But I'm still here, Sarah thinks, why am I still here? Kailas is too far from Earth for trade, too far for war, too far for anything but curiosity, and that was something between Martas and Nathan that had nothing to do with her. The cliff looms over her, three thousand feet of alien granite; in the gray light before dawn, she imagines Kailan faces grimacing on the rock, their three-fingered hands curled into a striking gesture...

Asimov's, March 1999, p. 86


EVOLUTION NEVER SLEEPS

By

Elisabeth Malartre


Death came instantaneously to the deer. The dark blue semi had been laboring up the final quarter mile of the Sherwin Grade, fighting the rapidly thinning air. Its headlights picked out roadside pine trees, their nearest branches blown away by the snowblowers of winters past. As it crested the summit the truck began to pick up speed, hitting its stride on the gradual downhill. It was a crisp summer night, sky sprinkled with stars, light traffic on Route 395.
A few miles later, just beyond the offramp to Mammoth Lakes, a six-point buck leaped off the shoulder of the road into the truck's grill. The lifeless body arced back to the right shoulder of the road, landing in a crumpled heap amid the low shrubs. The truck swerved slightly, shifted gears and roared...

Asimov's, July 1999, p. 58

THE TERRIBLE LIZARDS OF LUNA

By

Michael Carroll

"So why didn't they?" asked the woman as she paced across the observation deck.
"It's ridiculous," replied the man on the couch, his voice edged with impatience.
"Not so ridiculous at all. They had one---two hundred million years to do it. Why not?"
"No opposable thumbs comes to mind," he said dismissively. He kept his bespectacled eyes on her long legs, trying to force his mind into something of a parallel track to hers. But it was difficult, especially after a sleepless night.
Kirk Teige never liked space travel, or boats, or even cars for an extended period. This two day trip would be his undoing, he supposed. He shifted his weight on the couch, trying not to sit...

Asimov's, June, 2000, p.56

[This message has been edited by Kathleen Dalton Woodbury (edited June 24, 2009).]
 


Posted by Doc Brown (Member # 1118) on :
 
Zerostone, all of these are somewhat inferior to the ones you posted in the previous thread. I have always thought of Asimov's as a hit-or-miss publication.

In my opinion these three have cliche settings:
"Vasquez Orbital Salvage and Satellite Repair"
"Allies"
"The Terrible Lizards of Luna."

"Evolution Never Sleeps" looks like the best of the bunch, but even that has weak wording. "Dark blue semi" is a thin description, yet it takes three words. Blech!


 


Posted by MAP (Member # 8631) on :
 
I agree with docbrown. These are not as well written as the other examples. These don't have that literary feel, but all of these except the last one have a hooky first line.

"Thirteen hours in the jar would be enough to break the will of any man."

"She shouldn't be here on Kailas, but Nathan is dead, and no one else on the station can climb."

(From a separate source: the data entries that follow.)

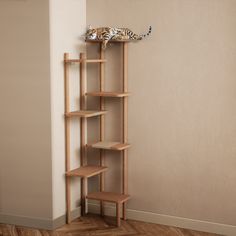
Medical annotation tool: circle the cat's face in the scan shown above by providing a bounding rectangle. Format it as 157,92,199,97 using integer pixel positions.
86,26,97,39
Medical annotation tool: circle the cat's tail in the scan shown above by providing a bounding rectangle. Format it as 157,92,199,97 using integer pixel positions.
138,26,152,40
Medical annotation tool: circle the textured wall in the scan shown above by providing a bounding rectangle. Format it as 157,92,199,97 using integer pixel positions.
87,0,236,225
50,0,86,218
0,0,52,219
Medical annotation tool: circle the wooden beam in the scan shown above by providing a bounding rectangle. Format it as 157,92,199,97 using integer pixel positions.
80,53,87,216
99,43,105,216
64,53,71,224
122,42,128,220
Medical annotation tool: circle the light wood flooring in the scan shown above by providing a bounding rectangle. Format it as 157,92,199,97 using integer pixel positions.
0,215,222,236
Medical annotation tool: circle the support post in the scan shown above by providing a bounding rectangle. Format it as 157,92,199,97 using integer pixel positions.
99,43,105,216
64,53,71,224
122,42,128,220
80,53,87,216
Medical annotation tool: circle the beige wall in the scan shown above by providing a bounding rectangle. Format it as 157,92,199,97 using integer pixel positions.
50,0,86,219
87,0,236,228
0,0,52,219
0,0,86,225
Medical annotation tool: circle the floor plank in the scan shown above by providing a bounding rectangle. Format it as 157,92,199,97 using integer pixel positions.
0,215,222,236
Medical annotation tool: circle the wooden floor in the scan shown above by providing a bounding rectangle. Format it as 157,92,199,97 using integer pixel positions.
0,215,221,236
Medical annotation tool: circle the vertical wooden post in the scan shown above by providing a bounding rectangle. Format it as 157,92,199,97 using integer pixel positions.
116,203,120,227
64,53,71,224
99,43,105,215
80,53,87,216
122,42,128,220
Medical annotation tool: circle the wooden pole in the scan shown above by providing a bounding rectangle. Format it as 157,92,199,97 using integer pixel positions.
99,43,105,216
80,53,87,216
122,42,128,220
116,203,120,227
64,53,71,224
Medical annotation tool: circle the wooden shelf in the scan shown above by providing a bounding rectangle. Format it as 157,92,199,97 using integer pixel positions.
86,192,130,203
87,141,131,151
66,166,107,178
85,39,132,43
65,110,107,118
86,92,130,98
64,59,107,63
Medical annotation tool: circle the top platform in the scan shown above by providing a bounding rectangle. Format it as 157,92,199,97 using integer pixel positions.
85,39,132,43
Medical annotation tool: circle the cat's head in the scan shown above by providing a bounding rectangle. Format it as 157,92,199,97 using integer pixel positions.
86,25,97,40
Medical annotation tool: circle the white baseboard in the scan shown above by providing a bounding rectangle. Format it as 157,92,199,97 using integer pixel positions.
0,207,80,230
0,205,236,236
88,203,236,236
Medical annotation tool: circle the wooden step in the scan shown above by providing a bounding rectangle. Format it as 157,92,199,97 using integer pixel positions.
66,166,108,178
85,39,134,43
64,59,107,63
86,92,130,98
86,192,130,203
65,110,107,117
87,141,131,151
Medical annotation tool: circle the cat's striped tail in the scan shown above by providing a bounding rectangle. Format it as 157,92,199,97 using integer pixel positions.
138,26,152,40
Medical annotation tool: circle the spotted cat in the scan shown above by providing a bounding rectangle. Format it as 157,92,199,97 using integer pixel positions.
86,26,152,49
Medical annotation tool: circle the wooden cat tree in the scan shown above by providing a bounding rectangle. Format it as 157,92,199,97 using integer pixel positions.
64,40,130,226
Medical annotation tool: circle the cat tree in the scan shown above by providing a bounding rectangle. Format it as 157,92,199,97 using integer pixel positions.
64,40,130,226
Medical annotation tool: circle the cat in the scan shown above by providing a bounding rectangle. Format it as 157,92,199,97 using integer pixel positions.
85,26,152,49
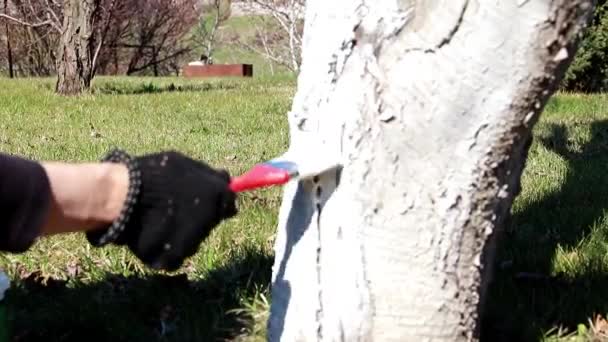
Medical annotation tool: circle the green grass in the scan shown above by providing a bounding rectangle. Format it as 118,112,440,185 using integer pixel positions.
0,78,294,341
484,94,608,341
0,77,608,341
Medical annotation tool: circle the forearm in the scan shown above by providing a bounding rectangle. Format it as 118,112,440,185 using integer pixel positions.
41,162,129,235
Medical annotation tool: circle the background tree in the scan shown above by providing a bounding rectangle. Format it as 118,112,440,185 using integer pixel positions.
237,0,305,73
269,0,592,341
55,0,101,95
563,0,608,92
192,0,232,61
0,0,201,84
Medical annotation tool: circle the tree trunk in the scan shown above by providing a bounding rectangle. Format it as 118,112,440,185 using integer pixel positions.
268,0,592,341
56,0,98,95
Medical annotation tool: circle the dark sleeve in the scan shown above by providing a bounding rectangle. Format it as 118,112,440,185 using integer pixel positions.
0,153,51,253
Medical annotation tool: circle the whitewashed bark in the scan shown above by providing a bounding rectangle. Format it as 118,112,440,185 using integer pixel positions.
268,0,591,341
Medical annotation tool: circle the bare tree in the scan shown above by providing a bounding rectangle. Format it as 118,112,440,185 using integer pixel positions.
238,0,305,73
268,0,592,341
3,0,15,78
192,0,231,63
0,0,62,76
55,0,101,95
0,0,200,80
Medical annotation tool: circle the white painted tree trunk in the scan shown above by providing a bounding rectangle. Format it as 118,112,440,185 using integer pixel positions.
268,0,591,341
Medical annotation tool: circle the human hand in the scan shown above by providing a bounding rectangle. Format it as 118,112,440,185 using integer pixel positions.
86,151,237,271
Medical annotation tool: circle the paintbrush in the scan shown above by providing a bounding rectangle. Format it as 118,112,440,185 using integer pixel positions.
230,158,338,192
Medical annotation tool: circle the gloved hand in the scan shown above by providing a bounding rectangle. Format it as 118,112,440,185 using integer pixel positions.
86,150,237,271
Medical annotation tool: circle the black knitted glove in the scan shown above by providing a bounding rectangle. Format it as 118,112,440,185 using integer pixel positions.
86,150,237,271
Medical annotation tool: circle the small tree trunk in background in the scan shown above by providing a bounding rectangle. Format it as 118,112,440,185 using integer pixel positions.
268,0,592,341
4,0,15,78
56,0,99,95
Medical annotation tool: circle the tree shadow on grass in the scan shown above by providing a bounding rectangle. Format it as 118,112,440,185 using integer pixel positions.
7,248,272,341
93,82,237,95
482,121,608,341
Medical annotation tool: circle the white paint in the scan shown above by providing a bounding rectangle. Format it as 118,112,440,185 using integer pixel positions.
268,0,587,341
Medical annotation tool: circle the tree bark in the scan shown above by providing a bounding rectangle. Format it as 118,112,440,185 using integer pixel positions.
268,0,592,341
55,0,99,95
4,0,15,78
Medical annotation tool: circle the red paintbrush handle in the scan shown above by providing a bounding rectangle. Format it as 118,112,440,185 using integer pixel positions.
230,164,291,192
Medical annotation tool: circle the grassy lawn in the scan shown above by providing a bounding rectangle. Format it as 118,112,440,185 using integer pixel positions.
484,94,608,341
0,77,608,341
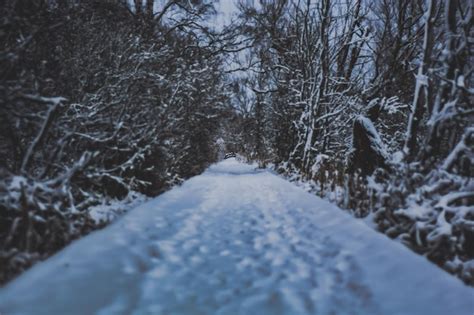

"Death came instantaneously to the deer."

I think all of these are good first lines.
 


Posted by philocinemas (Member # 8108) on :
 
I see more traditional hooks in these openings, but I also see some literary devices such as parallelism, hyperbole, flashback, repetition, and strong characterization. I initially see more of what I've been calling depth in the third example, about the deer, and I would bet a dollar it is the more "literary" of the four. Oddly all of these potential plots appeal to me more than some of the others have.

Now, I'm not saying that these other openings do not have depth; I see some examples I could wrangle up for all of them, but most of them would center on structure and not content.

I have also noticed one very interesting coincidence. Not a single one of these stories, since zerostone started posting them, has began with a character's name. In most, the character is not named until several lines down.
 


Posted by InarticulateBabbler (Member # 4849) on :
 
I've stayed out of the redundant debate on first 13s (this time), and will continue to. However, that is what this topic is about.

Here's where I add my worthless and annoying point: The title can be the hook in a short story. IT can be the promise of tension, conflict and can be indicative of the genre.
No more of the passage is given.